Vacation is life or death for the French. There is a rigid divide one crosses when exiting working life into that of temporary repose. In Deleuze and Claire Parnet’s exchanges the two frequently actualize this divide via the epigrammatic “Relax, you’re not at work now, you’re on vacation,” then, “Do you think you’re still on vacation? Get focused: you’re at work now.” Indeed, much iconic French cinema is set in hieratic vacationland, from Jean Renoir’s Le Déjeuner sur l'herbe to Éric Rohmer’s Le Rayon vert. The only inconsistency in this amour fou is that some are juilletistes (July vacationers)—others, aoûtiens (August).
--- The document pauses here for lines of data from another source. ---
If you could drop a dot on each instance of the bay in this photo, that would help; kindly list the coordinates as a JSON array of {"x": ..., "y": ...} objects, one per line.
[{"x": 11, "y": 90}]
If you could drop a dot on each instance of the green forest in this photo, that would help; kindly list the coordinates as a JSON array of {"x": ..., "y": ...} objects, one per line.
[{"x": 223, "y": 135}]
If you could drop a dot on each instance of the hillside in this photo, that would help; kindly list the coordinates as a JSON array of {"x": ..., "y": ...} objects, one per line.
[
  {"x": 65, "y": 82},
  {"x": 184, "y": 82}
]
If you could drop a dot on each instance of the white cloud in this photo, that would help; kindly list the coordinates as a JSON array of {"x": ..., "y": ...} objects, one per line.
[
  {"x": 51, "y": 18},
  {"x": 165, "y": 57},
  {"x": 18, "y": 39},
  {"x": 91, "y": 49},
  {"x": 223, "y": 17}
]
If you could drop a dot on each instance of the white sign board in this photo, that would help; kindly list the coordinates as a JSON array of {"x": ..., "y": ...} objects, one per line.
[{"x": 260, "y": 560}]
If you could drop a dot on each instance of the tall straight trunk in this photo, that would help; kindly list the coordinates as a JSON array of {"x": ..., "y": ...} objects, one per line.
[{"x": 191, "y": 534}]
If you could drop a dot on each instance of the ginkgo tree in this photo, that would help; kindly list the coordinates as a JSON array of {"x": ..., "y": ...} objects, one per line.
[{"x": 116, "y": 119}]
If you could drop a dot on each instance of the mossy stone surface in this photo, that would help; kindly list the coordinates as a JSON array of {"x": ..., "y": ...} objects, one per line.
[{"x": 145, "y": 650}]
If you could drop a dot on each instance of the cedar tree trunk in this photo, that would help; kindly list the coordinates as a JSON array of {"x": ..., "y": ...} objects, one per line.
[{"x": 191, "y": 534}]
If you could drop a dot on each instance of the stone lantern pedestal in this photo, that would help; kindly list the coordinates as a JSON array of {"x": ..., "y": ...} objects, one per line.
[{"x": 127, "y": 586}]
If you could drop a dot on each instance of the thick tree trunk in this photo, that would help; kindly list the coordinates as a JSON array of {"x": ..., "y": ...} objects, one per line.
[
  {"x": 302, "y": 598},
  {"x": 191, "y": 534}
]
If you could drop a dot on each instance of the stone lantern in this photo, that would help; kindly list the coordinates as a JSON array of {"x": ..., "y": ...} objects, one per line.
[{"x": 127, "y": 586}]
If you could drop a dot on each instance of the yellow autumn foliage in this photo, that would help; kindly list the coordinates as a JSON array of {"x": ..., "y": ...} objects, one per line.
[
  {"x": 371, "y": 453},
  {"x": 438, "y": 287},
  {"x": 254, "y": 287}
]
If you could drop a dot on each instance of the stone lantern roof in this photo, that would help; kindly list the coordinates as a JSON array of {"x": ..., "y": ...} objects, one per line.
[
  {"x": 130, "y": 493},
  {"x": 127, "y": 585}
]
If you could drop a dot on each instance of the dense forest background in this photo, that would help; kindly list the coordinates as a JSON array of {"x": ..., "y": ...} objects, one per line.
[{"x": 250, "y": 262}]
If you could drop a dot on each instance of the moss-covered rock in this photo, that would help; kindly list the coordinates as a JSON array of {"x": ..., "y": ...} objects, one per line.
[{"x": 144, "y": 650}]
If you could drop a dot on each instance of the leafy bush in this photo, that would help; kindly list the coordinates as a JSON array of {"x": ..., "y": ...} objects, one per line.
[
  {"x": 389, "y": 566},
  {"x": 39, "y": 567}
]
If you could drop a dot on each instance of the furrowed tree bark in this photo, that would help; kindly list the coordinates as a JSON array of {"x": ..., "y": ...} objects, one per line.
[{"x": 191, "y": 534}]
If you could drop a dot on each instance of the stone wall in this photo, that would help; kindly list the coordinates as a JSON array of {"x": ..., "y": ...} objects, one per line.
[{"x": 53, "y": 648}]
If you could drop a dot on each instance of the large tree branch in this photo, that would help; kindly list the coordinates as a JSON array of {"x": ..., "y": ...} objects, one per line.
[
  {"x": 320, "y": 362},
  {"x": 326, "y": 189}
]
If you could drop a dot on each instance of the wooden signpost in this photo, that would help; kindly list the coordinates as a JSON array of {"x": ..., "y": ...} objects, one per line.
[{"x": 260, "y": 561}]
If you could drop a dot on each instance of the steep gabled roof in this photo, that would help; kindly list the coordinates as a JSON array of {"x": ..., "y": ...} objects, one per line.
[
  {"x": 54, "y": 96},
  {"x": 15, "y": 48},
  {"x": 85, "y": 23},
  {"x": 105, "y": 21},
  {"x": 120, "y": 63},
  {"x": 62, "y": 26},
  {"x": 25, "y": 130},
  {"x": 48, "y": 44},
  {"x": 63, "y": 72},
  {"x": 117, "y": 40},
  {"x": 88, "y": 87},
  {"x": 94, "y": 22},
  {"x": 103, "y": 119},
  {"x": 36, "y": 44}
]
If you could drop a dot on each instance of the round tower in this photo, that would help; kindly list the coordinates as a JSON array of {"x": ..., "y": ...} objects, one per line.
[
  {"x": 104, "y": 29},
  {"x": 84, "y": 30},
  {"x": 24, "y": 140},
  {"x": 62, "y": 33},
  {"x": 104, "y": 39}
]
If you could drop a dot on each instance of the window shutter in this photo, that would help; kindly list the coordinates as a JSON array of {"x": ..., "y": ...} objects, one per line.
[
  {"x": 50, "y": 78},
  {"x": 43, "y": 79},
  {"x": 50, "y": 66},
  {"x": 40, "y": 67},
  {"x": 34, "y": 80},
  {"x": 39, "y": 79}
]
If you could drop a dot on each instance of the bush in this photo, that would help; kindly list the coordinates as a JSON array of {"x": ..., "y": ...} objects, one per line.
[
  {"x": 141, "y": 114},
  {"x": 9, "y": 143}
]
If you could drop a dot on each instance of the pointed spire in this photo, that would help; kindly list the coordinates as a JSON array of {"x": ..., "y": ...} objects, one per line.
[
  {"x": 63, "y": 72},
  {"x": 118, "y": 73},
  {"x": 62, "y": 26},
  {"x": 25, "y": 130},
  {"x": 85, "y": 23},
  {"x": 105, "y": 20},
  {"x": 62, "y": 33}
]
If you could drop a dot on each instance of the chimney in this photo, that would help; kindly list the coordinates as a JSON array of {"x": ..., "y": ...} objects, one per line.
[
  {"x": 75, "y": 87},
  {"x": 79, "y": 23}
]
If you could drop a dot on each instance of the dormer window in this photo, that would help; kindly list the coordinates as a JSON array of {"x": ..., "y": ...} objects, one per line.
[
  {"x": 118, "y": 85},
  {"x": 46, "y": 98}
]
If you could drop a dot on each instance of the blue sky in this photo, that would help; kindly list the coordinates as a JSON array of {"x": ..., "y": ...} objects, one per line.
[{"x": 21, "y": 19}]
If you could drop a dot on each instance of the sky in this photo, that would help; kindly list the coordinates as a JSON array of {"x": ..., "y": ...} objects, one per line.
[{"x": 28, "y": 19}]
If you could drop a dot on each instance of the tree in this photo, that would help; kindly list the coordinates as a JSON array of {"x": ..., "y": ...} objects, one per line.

Catherine Breillat’s sibling psychodrama Fat Girl returns to this arena. Set on the French seaside, Anaïs Reboux, an actress Breillat purportedly scouted from a McDonald’s, plays eponymous pudgy younger sister Anaïs. Early in the film, she and older sister Elena discuss virginity; petite, radiant beauty Elena has received much male attention, yet she will only let herself be deflowered under the auspices of Love and by a proper gentleman who sufficiently fulfills her criteria. Anaïs, irreverent toward the piety her sister places upon female virginity, would much prefer to “just get it over with.”
Fernando, Elena’s holiday tryst, personifies the all-that-is-desired lens through which Western culture views the archetypally beautiful young woman. He will say anything to convince Elena to perform one-sided sexual favors for him, and Elena is all-too eager to swallow his gauche, vomitus babble. Anaïs watches from across the room as her sister is naively taken by male heterosexual tropes. Her face fills the frame as Fernando attempts to enter Elena; the couple does "everything but," in order to preserve Elena’s virginity. Fernando is not looking for love, but neither is Elena, really. The real motivator is the curiosity in what pleasure the body of another can provide.
Anaïs is younger but cynically lucid, stoically wise. Through her solipsistic, dispassionate gaze, the viewer sees the dual and conflicting nature of sex and culture. On the one hand, as biological beings we are required to procreate; on the other, we naturally develop emotional cathexes toward sexual partners which have no bearing on reproductive capacities. Elena clearly performs a process of sentimental cathexis, but Breillat seems to take Anaïs’ side—the “just get it over with” side—though reconciling the dialectic is never Breillat’s pursuit.
The orgasmically violent ending hyperbolizes a Breillat theme that there is always an element of power involved in sexual pleasure. A scene paradigmatic of the director’s controversial transgressions, Anaïs’ refusal to be a victim to seductive sexual ploys is painfully realized in her last lines. The implications of this schizophrenic scene may discomfort or anger many. The film’s closing image, rhyming with its first, is Anaïs’ bland stare into the camera.